Several incongruent phylogenetic hypotheses have been proposed for the birds-of-paradise based on both morphology [58] and molecular distances [911]. The only molecular phylogenetic study [12] lacks several genera and is based only on a single mitochondrial marker. Recent molecular studies have demonstrated that some taxa, traditionally considered to belong to the birds-of-paradise, are more closely related to other passerine clades. Thus, Macgregor's bird-of-paradise (Macgregoria pulchra) is a giant honeyeater [13], while the cnemophiline birds-of-paradise form a distinct lineage well separated from the true birds-of-paradise clade [1315]. The lesser melampitta (Melampitta lugubris) and the silktail (Lamprolia victoriae) have also been proposed to be related to the birds-of-paradise [10, 16, 17], but are now confidently placed outside this clade [14, 15, 18].
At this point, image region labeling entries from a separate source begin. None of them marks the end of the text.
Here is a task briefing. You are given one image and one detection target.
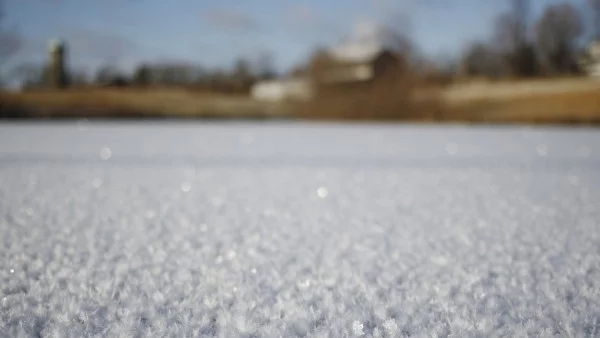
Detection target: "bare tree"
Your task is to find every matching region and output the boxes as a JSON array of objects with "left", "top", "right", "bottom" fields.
[
  {"left": 460, "top": 42, "right": 506, "bottom": 78},
  {"left": 494, "top": 0, "right": 538, "bottom": 77},
  {"left": 253, "top": 51, "right": 276, "bottom": 80},
  {"left": 536, "top": 3, "right": 583, "bottom": 74}
]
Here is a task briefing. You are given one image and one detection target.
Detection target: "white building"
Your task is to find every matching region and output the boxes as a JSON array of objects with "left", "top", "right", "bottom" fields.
[{"left": 251, "top": 78, "right": 312, "bottom": 102}]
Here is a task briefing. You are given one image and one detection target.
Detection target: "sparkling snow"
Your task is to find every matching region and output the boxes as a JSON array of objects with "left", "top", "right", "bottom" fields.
[{"left": 0, "top": 121, "right": 600, "bottom": 337}]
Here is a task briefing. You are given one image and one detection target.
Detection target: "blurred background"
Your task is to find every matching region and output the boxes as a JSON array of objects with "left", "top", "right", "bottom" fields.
[{"left": 0, "top": 0, "right": 600, "bottom": 124}]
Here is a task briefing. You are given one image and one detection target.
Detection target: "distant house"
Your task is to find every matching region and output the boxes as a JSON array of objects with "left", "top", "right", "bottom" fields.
[
  {"left": 251, "top": 45, "right": 403, "bottom": 102},
  {"left": 311, "top": 44, "right": 403, "bottom": 85},
  {"left": 250, "top": 77, "right": 312, "bottom": 102},
  {"left": 580, "top": 40, "right": 600, "bottom": 78}
]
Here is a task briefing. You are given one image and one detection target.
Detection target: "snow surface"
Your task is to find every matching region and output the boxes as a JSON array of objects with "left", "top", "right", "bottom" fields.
[{"left": 0, "top": 121, "right": 600, "bottom": 337}]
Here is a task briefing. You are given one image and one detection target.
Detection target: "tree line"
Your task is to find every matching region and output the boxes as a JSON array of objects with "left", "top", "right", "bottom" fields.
[{"left": 459, "top": 0, "right": 600, "bottom": 78}]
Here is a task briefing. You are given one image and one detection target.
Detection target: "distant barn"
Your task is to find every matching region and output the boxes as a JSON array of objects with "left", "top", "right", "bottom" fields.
[{"left": 311, "top": 46, "right": 404, "bottom": 85}]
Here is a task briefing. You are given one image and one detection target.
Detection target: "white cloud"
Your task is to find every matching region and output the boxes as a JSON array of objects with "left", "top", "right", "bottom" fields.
[{"left": 201, "top": 8, "right": 261, "bottom": 31}]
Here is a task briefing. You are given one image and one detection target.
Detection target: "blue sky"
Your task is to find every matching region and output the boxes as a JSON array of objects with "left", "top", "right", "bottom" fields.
[{"left": 4, "top": 0, "right": 584, "bottom": 74}]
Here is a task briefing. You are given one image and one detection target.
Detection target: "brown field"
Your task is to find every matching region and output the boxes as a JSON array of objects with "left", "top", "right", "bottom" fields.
[
  {"left": 443, "top": 79, "right": 600, "bottom": 124},
  {"left": 0, "top": 79, "right": 600, "bottom": 124},
  {"left": 0, "top": 88, "right": 282, "bottom": 118}
]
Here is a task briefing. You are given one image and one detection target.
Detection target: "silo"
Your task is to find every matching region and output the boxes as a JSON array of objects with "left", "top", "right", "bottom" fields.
[{"left": 48, "top": 39, "right": 67, "bottom": 89}]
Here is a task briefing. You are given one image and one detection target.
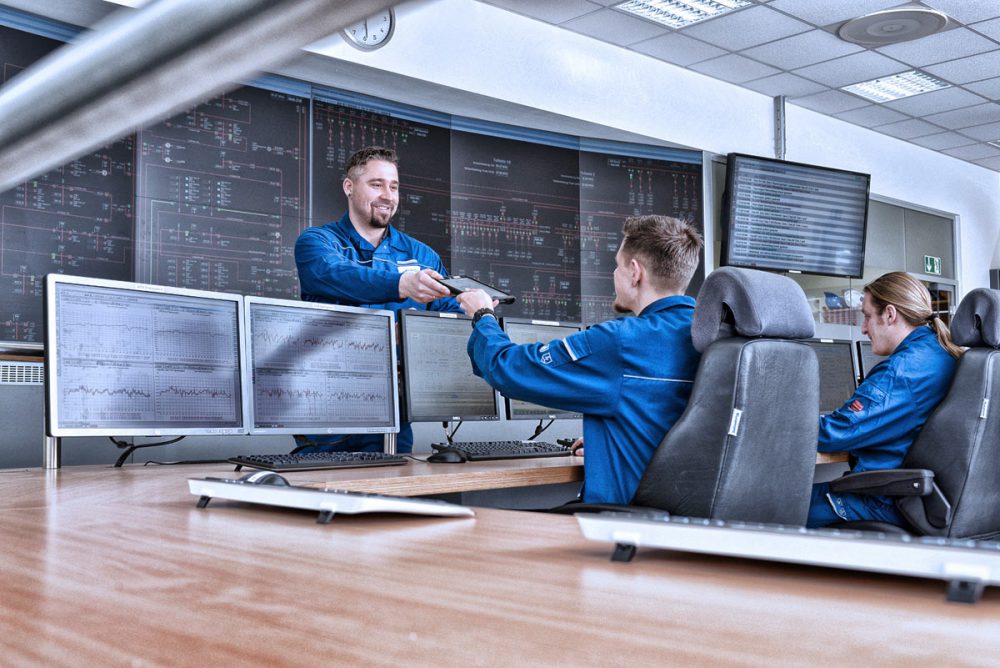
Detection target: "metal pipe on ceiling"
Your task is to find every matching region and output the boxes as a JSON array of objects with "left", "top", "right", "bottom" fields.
[{"left": 0, "top": 0, "right": 393, "bottom": 192}]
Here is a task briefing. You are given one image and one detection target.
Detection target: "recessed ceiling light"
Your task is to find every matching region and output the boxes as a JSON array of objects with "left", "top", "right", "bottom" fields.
[
  {"left": 614, "top": 0, "right": 750, "bottom": 28},
  {"left": 840, "top": 70, "right": 951, "bottom": 103}
]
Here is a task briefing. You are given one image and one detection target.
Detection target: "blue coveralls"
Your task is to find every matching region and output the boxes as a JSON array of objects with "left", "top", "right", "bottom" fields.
[
  {"left": 468, "top": 297, "right": 700, "bottom": 504},
  {"left": 295, "top": 213, "right": 462, "bottom": 452},
  {"left": 807, "top": 326, "right": 955, "bottom": 527}
]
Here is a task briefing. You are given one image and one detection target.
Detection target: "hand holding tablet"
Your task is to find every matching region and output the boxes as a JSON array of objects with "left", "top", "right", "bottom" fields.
[{"left": 437, "top": 276, "right": 515, "bottom": 304}]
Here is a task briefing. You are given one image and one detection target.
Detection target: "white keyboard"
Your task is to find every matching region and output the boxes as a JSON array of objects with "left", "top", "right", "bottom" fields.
[
  {"left": 188, "top": 478, "right": 475, "bottom": 524},
  {"left": 576, "top": 513, "right": 1000, "bottom": 603}
]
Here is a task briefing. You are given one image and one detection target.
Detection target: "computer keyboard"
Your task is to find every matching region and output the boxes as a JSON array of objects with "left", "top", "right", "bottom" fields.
[
  {"left": 188, "top": 474, "right": 475, "bottom": 524},
  {"left": 431, "top": 441, "right": 573, "bottom": 461},
  {"left": 576, "top": 513, "right": 1000, "bottom": 603},
  {"left": 228, "top": 452, "right": 406, "bottom": 471}
]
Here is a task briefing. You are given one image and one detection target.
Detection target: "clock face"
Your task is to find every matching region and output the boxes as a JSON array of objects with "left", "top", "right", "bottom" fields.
[{"left": 344, "top": 7, "right": 396, "bottom": 51}]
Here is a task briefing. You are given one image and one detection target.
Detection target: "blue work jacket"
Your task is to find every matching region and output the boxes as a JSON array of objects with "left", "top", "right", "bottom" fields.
[
  {"left": 295, "top": 213, "right": 462, "bottom": 452},
  {"left": 468, "top": 297, "right": 700, "bottom": 503},
  {"left": 819, "top": 326, "right": 955, "bottom": 472},
  {"left": 295, "top": 213, "right": 462, "bottom": 313}
]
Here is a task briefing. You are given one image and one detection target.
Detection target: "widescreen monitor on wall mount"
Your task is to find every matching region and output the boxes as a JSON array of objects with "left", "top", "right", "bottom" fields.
[
  {"left": 806, "top": 339, "right": 858, "bottom": 415},
  {"left": 246, "top": 297, "right": 399, "bottom": 434},
  {"left": 45, "top": 274, "right": 249, "bottom": 436},
  {"left": 399, "top": 311, "right": 500, "bottom": 422},
  {"left": 503, "top": 318, "right": 583, "bottom": 420},
  {"left": 722, "top": 153, "right": 871, "bottom": 278}
]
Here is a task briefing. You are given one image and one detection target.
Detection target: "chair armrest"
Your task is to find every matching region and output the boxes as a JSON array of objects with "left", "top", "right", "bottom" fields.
[{"left": 830, "top": 469, "right": 934, "bottom": 496}]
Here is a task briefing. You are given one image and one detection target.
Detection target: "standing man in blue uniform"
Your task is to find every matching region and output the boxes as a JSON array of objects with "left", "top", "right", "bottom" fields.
[
  {"left": 807, "top": 271, "right": 962, "bottom": 527},
  {"left": 295, "top": 146, "right": 461, "bottom": 452},
  {"left": 458, "top": 216, "right": 702, "bottom": 503}
]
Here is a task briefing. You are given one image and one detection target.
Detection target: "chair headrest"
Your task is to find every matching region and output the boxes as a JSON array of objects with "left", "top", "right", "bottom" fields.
[
  {"left": 951, "top": 288, "right": 1000, "bottom": 348},
  {"left": 691, "top": 267, "right": 816, "bottom": 352}
]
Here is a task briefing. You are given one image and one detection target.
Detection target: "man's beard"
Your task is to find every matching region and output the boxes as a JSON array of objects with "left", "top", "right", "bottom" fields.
[{"left": 368, "top": 211, "right": 396, "bottom": 229}]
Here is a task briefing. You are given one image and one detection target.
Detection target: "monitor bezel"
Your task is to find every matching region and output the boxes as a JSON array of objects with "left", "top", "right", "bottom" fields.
[
  {"left": 719, "top": 153, "right": 872, "bottom": 279},
  {"left": 803, "top": 336, "right": 860, "bottom": 415},
  {"left": 243, "top": 295, "right": 400, "bottom": 435},
  {"left": 497, "top": 316, "right": 583, "bottom": 421},
  {"left": 854, "top": 339, "right": 889, "bottom": 383},
  {"left": 399, "top": 311, "right": 500, "bottom": 422},
  {"left": 42, "top": 274, "right": 250, "bottom": 438}
]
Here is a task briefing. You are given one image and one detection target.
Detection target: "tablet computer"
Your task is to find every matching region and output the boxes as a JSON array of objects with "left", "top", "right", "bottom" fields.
[{"left": 438, "top": 276, "right": 514, "bottom": 304}]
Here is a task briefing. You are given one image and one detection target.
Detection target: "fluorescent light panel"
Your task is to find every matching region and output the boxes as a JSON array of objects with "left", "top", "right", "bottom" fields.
[
  {"left": 840, "top": 70, "right": 951, "bottom": 103},
  {"left": 615, "top": 0, "right": 750, "bottom": 28}
]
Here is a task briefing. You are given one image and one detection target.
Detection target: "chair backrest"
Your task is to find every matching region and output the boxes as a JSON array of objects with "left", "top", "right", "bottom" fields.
[
  {"left": 632, "top": 267, "right": 819, "bottom": 524},
  {"left": 896, "top": 288, "right": 1000, "bottom": 538}
]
The Fisherian runaway model of sexual selection [19, 20] suggests that sexual selection could generate a rapid and continual change in sexual ornaments, as few males get most of the mating and are free from constraints imposed by parental behaviour. In lekking species, sexual selection and dimorphism are expected to be even stronger (e.g., [3, 21]. The power of sexual selection to drive changes in mate recognition traits is also potentially a potent force in speciation (e.g., [2225]). However, some models suggest that strong sexual selection may act against speciation [26].
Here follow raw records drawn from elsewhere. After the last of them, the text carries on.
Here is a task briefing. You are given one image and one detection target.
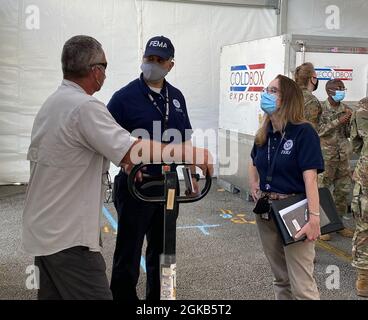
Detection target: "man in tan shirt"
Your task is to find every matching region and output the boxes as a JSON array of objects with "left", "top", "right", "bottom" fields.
[{"left": 23, "top": 36, "right": 213, "bottom": 299}]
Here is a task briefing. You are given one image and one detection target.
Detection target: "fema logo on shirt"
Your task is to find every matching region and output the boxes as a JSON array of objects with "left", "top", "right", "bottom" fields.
[
  {"left": 281, "top": 140, "right": 294, "bottom": 155},
  {"left": 173, "top": 99, "right": 180, "bottom": 109}
]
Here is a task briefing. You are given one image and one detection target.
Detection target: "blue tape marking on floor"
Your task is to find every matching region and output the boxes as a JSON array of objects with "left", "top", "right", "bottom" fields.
[
  {"left": 102, "top": 206, "right": 147, "bottom": 273},
  {"left": 177, "top": 219, "right": 220, "bottom": 236}
]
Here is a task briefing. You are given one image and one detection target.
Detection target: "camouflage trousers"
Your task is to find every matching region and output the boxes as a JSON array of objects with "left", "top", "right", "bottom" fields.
[
  {"left": 318, "top": 160, "right": 352, "bottom": 216},
  {"left": 351, "top": 183, "right": 368, "bottom": 270}
]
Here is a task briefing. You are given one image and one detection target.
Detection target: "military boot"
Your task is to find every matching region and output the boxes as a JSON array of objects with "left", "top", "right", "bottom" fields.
[{"left": 355, "top": 269, "right": 368, "bottom": 298}]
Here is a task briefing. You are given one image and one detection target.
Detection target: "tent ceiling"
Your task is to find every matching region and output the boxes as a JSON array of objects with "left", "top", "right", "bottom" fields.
[{"left": 156, "top": 0, "right": 279, "bottom": 9}]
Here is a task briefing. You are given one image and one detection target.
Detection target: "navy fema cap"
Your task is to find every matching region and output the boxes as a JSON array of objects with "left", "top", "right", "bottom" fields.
[{"left": 143, "top": 36, "right": 175, "bottom": 60}]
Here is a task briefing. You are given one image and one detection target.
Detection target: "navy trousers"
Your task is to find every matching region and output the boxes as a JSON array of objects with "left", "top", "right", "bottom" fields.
[{"left": 110, "top": 171, "right": 164, "bottom": 301}]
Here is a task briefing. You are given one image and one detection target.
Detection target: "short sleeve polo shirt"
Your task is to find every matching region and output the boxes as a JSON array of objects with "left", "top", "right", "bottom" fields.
[
  {"left": 107, "top": 74, "right": 192, "bottom": 142},
  {"left": 251, "top": 123, "right": 324, "bottom": 194}
]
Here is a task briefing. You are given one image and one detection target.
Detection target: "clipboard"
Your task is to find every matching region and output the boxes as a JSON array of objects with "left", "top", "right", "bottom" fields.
[{"left": 271, "top": 188, "right": 344, "bottom": 246}]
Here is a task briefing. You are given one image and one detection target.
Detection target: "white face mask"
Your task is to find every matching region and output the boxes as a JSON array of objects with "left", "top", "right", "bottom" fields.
[{"left": 141, "top": 62, "right": 169, "bottom": 81}]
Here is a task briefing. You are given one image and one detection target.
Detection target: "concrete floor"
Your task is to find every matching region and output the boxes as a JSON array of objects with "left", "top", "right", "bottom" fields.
[{"left": 0, "top": 180, "right": 359, "bottom": 300}]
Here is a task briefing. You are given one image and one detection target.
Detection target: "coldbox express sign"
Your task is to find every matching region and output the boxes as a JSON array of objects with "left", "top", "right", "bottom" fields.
[
  {"left": 229, "top": 63, "right": 266, "bottom": 103},
  {"left": 315, "top": 68, "right": 353, "bottom": 81}
]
Here we present a robust phylogenetic hypothesis and divergence time estimates for the birds-of-paradise (stricto sensu), based on both nuclear and mitochondrial sequence data. We use this i) to asses if the speciation rate and the evolution of sexually selected traits have been excessively high in the polygynous core birds-of-paradise, and ii) to examine biogeographical patterns and analyze the geographical differentiation in relation to sexually selected traits.

Methods

Taxon sampling, amplification and sequencing

We examined the phylogenetic relationship among birds-of-paradise by analyzing DNA sequence data from the mitochondrial cytochrome b gene and the two nuclear loci ornithine decarboxylase introns 6 to 7 (ODC), and glyceraldehyde-3-phosphodehydrogenase intron 11 (GAPDH). The taxon sampling includes all 40 species of birds-of-paradise recognized by Monroe and Sibley [27], omitting the genera Loboparadisea, Cnemophilus, Melampitta and Macgregoria, which have been shown to not be part of the birds-of-paradise clade [1315]. The taxon sampling also includes Corvus cornix and Monarcha melanopsis, two taxa representing lineages that have been suggested to be closely related to the birds-of-paradise [14]. Three additional but more distantly related representatives of core Corvoidea as well as representatives from other major passerine lineages were also included. A representative from Psittacidae, the sister group to passerine birds, was used to root the trees. See Table 1 for the taxon sampling and GenBank accession numbers.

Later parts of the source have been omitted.